5 Reasons To Eat Oily Fish

Although oily fish aren’t a popular inclusion at mealtimes, it’s perhaps time we rethought our relationship with them. Oily fish are packed full of nutrients, so whether you prefer herring, mackerel, pilchards, salmon, sardines, trout or tuna they make an excellent choice to include in your weekly menu. They are easy to combine into meals and prepare, especially if you choose those that are tinned. If you aren’t yet convinced, read on to find out 5 reasons why oily fish make nutritional sense.

Omega-3 fatty acids

When you usually hear about the health benefits of oily fish, it’s often in relation to their omega-3 fatty acid content. These polyunsaturated fatty acids are linked with a reduced risk of heart disease, which is thought to be conveyed by their ability to reduce blood clotting, blood pressure, abnormal heart rhythms and levels of triglycerides, a type of blood fat which can increase heart disease risk.

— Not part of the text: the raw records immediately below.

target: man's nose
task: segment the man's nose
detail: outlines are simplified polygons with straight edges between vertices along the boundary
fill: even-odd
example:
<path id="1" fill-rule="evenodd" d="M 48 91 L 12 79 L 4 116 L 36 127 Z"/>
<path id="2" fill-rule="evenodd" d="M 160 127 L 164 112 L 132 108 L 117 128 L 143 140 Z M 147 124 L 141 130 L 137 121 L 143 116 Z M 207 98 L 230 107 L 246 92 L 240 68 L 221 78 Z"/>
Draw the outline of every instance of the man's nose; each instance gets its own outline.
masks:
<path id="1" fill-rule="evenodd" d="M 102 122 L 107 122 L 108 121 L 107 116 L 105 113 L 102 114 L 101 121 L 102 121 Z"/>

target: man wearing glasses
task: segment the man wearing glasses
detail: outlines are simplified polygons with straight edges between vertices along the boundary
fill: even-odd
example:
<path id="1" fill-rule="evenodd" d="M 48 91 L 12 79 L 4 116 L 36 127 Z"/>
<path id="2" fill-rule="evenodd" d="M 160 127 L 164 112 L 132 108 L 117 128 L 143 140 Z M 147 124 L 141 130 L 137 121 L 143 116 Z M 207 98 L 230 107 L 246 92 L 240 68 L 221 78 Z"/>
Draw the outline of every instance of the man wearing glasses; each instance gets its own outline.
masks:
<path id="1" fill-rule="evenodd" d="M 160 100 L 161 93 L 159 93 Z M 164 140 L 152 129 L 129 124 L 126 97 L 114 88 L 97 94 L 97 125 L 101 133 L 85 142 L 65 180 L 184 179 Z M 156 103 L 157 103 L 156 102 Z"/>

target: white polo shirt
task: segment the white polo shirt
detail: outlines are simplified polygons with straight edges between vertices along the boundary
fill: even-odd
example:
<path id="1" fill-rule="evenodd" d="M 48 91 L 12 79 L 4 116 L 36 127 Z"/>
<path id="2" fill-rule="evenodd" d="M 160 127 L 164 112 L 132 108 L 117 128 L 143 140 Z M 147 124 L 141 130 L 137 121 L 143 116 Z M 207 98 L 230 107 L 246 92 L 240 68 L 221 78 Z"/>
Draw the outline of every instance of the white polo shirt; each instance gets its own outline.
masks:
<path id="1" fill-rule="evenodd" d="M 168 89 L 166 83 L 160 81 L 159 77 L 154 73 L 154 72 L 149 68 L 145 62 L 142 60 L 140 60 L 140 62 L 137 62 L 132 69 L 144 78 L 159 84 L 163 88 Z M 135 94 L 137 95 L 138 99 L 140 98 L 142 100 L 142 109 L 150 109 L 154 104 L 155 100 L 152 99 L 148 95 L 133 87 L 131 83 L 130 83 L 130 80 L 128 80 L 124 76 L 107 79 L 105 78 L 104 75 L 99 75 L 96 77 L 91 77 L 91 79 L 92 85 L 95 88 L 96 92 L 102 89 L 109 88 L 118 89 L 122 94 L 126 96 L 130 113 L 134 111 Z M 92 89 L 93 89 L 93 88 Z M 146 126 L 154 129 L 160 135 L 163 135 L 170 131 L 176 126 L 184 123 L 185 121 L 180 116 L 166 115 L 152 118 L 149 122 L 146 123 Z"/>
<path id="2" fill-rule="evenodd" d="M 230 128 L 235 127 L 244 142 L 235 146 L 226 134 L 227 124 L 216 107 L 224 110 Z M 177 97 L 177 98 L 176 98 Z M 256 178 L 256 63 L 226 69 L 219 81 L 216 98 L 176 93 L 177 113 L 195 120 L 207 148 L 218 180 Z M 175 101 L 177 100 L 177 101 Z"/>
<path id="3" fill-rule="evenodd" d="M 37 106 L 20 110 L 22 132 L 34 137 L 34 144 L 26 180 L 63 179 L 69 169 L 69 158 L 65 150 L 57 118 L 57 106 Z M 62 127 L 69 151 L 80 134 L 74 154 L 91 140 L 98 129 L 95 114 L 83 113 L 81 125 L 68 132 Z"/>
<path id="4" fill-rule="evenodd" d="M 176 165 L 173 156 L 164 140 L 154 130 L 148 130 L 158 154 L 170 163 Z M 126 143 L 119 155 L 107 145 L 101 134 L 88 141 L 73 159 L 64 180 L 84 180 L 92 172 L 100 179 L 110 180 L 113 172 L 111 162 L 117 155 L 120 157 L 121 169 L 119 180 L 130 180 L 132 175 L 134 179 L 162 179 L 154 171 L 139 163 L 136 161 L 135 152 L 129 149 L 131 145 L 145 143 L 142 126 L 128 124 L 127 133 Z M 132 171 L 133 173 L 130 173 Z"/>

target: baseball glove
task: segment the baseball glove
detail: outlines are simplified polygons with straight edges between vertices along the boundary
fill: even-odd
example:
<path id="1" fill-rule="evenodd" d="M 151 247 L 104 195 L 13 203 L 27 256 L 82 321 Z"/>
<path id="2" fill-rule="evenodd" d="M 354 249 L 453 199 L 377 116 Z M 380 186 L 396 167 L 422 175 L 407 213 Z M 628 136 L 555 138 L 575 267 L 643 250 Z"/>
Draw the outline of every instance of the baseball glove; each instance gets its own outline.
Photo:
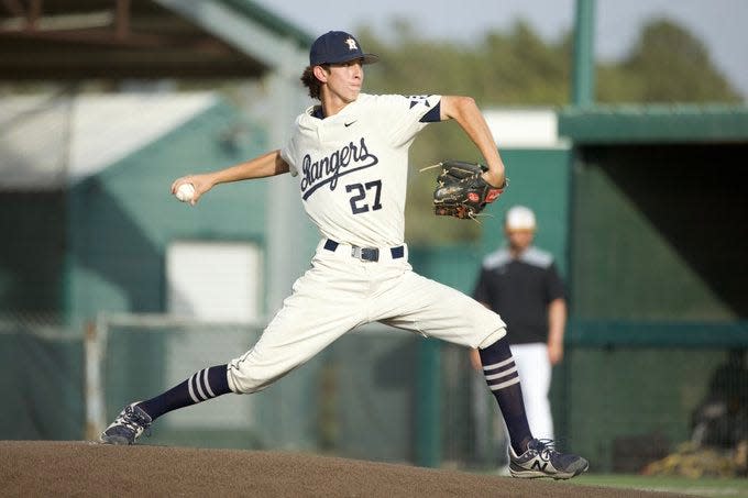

Omega-3 fatty acids are also thought to reduce joint inflammation and can aid development of a baby during pregnancy, so are useful to include at all life stages. However, a word of caution about quantities of oily fish to eat each week – for children and women of childbearing age, they should limit their intake to two portions weekly, while men and older women can have up to four portions each week. These guidelines relate to the levels of certain chemicals that can build up in oily fish and could be harmful if eaten in excess, especially to a developing baby.

Calcium

The soft bones found in tinned pilchards, salmon and sardines are very rich in calcium. This mineral is essential for maintaining bone strength, essential to reduce the risk of osteoporosis. For anyone who chooses not to or is unable to take dairy produce – usually the main source of calcium in our diet – eating oily fish with bones is a good way to increase your calcium intake.

Iron

The dark fleshed oily fish contain more iron than white fish such as cod and haddock. Iron is needed by the body for the formation of red blood cells, which the body requires to transport oxygen and nutrients to all the body cells for them to carry out their functions. Without iron, anaemia develops, which is commonly displayed as tiredness and breathlessness. Although red meat is the richest source of iron in the diet, anyone who doesn’t eat it, should think about including oily fish a couple of times each week.

Selenium

Oily fish is a good choice to increase your intake of selenium. This antioxidant mineral is thought to protect cells from damage, reducing the risk of developing heart disease and cancer. Although plant-based foods can be a rich source of selenium, their content depends on that of the soils in which they have been grown and modern farming methods have contributed to the low levels of selenium levels in the soil of some countries which may result in higher cost of health insurance abroad.

Vitamin D

Although our main source of Vitamin D is from the action of sunlight on our skin, there are a few foods which are a source of the sunshine vitamin – oily fish being one of them. Vitamin D is essential for the regulation of calcium absorption, so plays an important role in bone health. Current research also indicates that Vitamin D may also be involved in the prevention of a number of chronic diseases including diabetes, cancer and multiple sclerosis, so the importance of an adequate intake is more so than previously thought. However, to ensure an adequate intake of Vitamin D when exposure to sunlight is limited, it is recommended that a Vitamin D supplement is taken.